Discovering the Medieval Origins of your Village
Topic 1: Place Names
The first thing to look at is the place name.
The origin and meaning of a place name, whether it is a city, town, village, street or field, can provide important clues about the history of a place. The English Place-Name Society has compiled considerable research on the origins and history of place-names, including field names and has published a Dictionary of Lincolnshire Place-Names.
Lincolnshire place names
Map of Holland showing the dates that villages are first recorded.
In Lincolnshire, the majority of the names are of Anglo-Saxon or Viking origin. This is hardly surprising given the county’s position on the east coast. However, there are a few older place names such as Lincoln, which is derived from the ancient British word for a pool.

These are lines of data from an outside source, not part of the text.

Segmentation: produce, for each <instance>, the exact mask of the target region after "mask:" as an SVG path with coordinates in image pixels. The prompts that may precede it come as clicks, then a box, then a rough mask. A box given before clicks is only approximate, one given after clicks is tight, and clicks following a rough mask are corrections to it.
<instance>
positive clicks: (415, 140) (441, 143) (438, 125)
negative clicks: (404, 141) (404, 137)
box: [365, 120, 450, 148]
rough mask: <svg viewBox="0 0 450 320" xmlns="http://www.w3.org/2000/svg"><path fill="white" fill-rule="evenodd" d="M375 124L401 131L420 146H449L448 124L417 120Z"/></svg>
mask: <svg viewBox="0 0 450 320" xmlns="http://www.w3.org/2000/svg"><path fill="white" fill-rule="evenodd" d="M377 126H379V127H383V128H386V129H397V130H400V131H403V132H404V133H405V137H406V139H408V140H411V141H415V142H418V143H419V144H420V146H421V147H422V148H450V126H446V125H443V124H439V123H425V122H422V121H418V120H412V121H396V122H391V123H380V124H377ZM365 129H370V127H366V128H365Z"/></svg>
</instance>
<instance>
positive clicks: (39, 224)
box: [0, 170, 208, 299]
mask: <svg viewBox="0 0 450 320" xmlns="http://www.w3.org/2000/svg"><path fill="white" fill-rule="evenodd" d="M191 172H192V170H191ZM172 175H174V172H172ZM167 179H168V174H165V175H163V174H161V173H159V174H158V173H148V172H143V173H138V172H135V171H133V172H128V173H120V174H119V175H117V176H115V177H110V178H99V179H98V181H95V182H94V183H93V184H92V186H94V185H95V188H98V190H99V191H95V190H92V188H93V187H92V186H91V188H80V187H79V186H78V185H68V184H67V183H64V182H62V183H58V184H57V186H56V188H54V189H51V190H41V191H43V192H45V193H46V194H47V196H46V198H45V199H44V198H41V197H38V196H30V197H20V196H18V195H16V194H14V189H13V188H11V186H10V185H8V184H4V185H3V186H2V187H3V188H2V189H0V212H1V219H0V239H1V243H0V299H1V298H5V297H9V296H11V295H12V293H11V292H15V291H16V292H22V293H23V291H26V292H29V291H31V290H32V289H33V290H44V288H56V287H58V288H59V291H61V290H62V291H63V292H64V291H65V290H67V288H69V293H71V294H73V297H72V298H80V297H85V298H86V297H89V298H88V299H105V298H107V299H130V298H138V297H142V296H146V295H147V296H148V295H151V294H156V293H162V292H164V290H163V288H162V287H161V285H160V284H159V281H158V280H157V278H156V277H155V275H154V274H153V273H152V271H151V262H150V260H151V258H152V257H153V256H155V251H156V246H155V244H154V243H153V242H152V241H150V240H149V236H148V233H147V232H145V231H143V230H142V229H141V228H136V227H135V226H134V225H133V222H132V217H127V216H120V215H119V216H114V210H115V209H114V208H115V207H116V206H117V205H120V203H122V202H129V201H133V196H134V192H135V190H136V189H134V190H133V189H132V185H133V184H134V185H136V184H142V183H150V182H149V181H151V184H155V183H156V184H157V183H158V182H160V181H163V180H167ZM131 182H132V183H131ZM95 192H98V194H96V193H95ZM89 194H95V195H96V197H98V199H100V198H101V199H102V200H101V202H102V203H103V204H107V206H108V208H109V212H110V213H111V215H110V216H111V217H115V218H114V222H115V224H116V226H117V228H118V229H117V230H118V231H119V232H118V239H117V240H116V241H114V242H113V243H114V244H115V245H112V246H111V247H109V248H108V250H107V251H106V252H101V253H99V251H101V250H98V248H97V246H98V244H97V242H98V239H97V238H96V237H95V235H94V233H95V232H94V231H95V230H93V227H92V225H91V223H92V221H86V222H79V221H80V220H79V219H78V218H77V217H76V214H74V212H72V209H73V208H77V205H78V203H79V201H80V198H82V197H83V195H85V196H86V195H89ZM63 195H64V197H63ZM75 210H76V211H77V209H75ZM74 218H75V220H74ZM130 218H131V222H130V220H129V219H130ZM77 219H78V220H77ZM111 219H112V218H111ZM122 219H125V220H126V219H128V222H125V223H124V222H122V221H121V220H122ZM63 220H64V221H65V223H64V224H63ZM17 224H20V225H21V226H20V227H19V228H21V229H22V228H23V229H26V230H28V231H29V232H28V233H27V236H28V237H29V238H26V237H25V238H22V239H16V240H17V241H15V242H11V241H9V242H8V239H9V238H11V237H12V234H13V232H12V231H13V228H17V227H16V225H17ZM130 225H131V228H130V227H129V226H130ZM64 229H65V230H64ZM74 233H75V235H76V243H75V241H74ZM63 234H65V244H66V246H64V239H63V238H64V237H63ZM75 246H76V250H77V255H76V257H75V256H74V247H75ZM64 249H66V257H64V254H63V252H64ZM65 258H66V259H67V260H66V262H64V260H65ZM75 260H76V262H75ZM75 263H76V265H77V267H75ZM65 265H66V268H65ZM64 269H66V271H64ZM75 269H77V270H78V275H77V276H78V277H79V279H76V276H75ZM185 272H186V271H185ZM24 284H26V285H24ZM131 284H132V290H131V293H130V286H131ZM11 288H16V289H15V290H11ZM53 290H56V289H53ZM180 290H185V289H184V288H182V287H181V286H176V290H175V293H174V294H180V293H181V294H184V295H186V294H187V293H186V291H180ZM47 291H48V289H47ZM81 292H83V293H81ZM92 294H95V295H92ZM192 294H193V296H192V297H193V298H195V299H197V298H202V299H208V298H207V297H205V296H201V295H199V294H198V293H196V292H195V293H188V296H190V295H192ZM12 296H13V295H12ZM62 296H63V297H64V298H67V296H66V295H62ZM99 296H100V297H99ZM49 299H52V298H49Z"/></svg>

Anglo-Saxon place name elements such as burh, ham, ingham and tun can be found across the county usually associated with either Saxon personal names or the names of a significant local feature or landmark. For example, Heapham is derived from the Anglo-Saxon place name Iopeham and means a homestead where there are dog roses. The ingham suffix usually refers to the home of the ingas or people, usually associated with a personal name. Willingham, for example, was the home of the people (followers or family) of Wifel an Anglo-Saxon.
Mixtures of names
With larger settlements, examining locations within the settlement can also be indicative of the way the settlement has developed. For example, Gainsborough was named after a defended place (or burh) dating from the Saxon period. But adjacent to the ancient core of the town are two suburbs Northolme and Southolme, which are derived from the Viking term for reclaimed land.
Map of Boston showing Anglo-Saxon and Viking place names.
Schematic showing relationship of Viking suburbs to the Saxon Burh at Gainsborough.
In the early medieval period, a number of village names appear that were derived from Old Norse field names such as toft, garth, stead and kirk.
Old street names derived from the Old Norse suffix gate can also indicate early road layouts.